When truckers work longer hours, it increases risk to everyone on the road. The Consolidated and Further Continuing Appropriations Act of 2015 relaxed some of the requirements mandating rest periods for truck drivers. That year, truck accidents rose by 8%, and have continued to increase each year since.
Trucking Accidents and Injuries By the Numbers
Trucking, in many ways, is the backbone of the modern American economy. Without trucks, we couldn’t ship products across the country as easily or with as little cost.
Many people owe their livelihoods to trucking: according to the American Trucking Associations, there are 7.4 million people employed in the American trucking industry, including 3.5 million truck drivers.
The Federal Motor Carrier Safety Administration’s 2018 Pocket Guide to Large Truck and Bus Statistics reports that in 2016, there were more than 2.7 million tractor-trailers registered in the U.S., and they travelled a total of 287.9 billion miles on U.S. roads that year. (The FMCSA is a division of the U.S. Department of Transportation.)
Also found in that publication is 2016 roadside inspection data. This data shows that a total of 342,736 drivers were cited for failure to log, update, or provide accurate information Driver’s Record of Duty Status in that year alone. 51,149 drivers had worked beyond the eight-hour limit since the end of their last off-duty or sleeper period.
As a result, there were more than 500,000 collisions reported involving large trucks in the U.S. in 2016. Of these crashes, 119,000 led to injuries and 4,213 crashes led to deaths. According to early data for 2017, there were 4,455 fatal crashes.
Causes of Large Truck Accidents:
- The truck is traveling too fast for the conditions;
- The truck is following the vehicle in front too closely, resulting in a rear-end collision;
- The truck is not in a roadworthy condition;
- The truck’s brakes are worn or otherwise incapable of stopping the truck in time to avoid a collision;
- The truck driver is fatigued or falling asleep at the wheel from not taking the required rest periods;
- Driver inattentiveness or distraction;
- Drug use, especially to keep the driver awake;
- Making an illegal maneuver;
- Failing to yield the right of way before entering a roadway or making a turn;
- The driver losing control of the truck due to such things as a shifting load or inclement weather conditions such as rain, snow, or high winds.
Who Regulates Trucks?
The FMCSA federal regulations regarding truckers, including quality control, weight limitations, and mandated rest time.
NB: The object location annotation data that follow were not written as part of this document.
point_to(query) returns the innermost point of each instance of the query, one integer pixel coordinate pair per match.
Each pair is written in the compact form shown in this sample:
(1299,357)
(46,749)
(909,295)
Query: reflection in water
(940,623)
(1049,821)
The FMCSA also enforces the Commercial Motor Vehicle Safety Act of 1986, which outlines the standards for obtaining a commercial driver’s license (CDL). All truck drivers must obtain a CDL, which are more difficult to obtain than ordinary licenses.
The federal regulations concerning trucking can be found in Title 49, Subtitle B, Chapter III of the Code of Federal Regulations.
There are also many state regulations concerning semi-trucks, and determining fault for a truck accident will often involve consideration of both state and federal laws.
A semi truck accident lawyer can help you file a lawsuit against several different parties at once. These include the truck driver, the truck owner or lessee (if it was leased to someone other than the owner), the team(s) responsible for maintaining the truck or loading its cargo, the entity responsible for the design or maintenance of the roads where the accident occurred, and/or the manufacturer of the truck or the faulty parts.
By expanding the scope of the lawsuit, a plaintiff in a truck accident case can increase the number of damages they are eligible to recover. One caution, however: even if you can maximize your compensation, you will never be allowed to “double up,” or recover more compensation than the total amount of your damages.
How Much Can I Recover in a Truck Accident Case?
You may be eligible to recover significant damages for your truck accident injuries. As mentioned above, you may be able to file a claim against multiple parties. Additionally, commercial truck drivers must have higher insurance policy limits than ordinary drivers. You can file a claim to the full extent of those policy limits.
Employees and Independent Contractors
One issue that increases the complexity of truck accident cases is the distinction between employees and independent contractors:
- Some truck drivers are direct employees of the companies for whom they are moving cargo.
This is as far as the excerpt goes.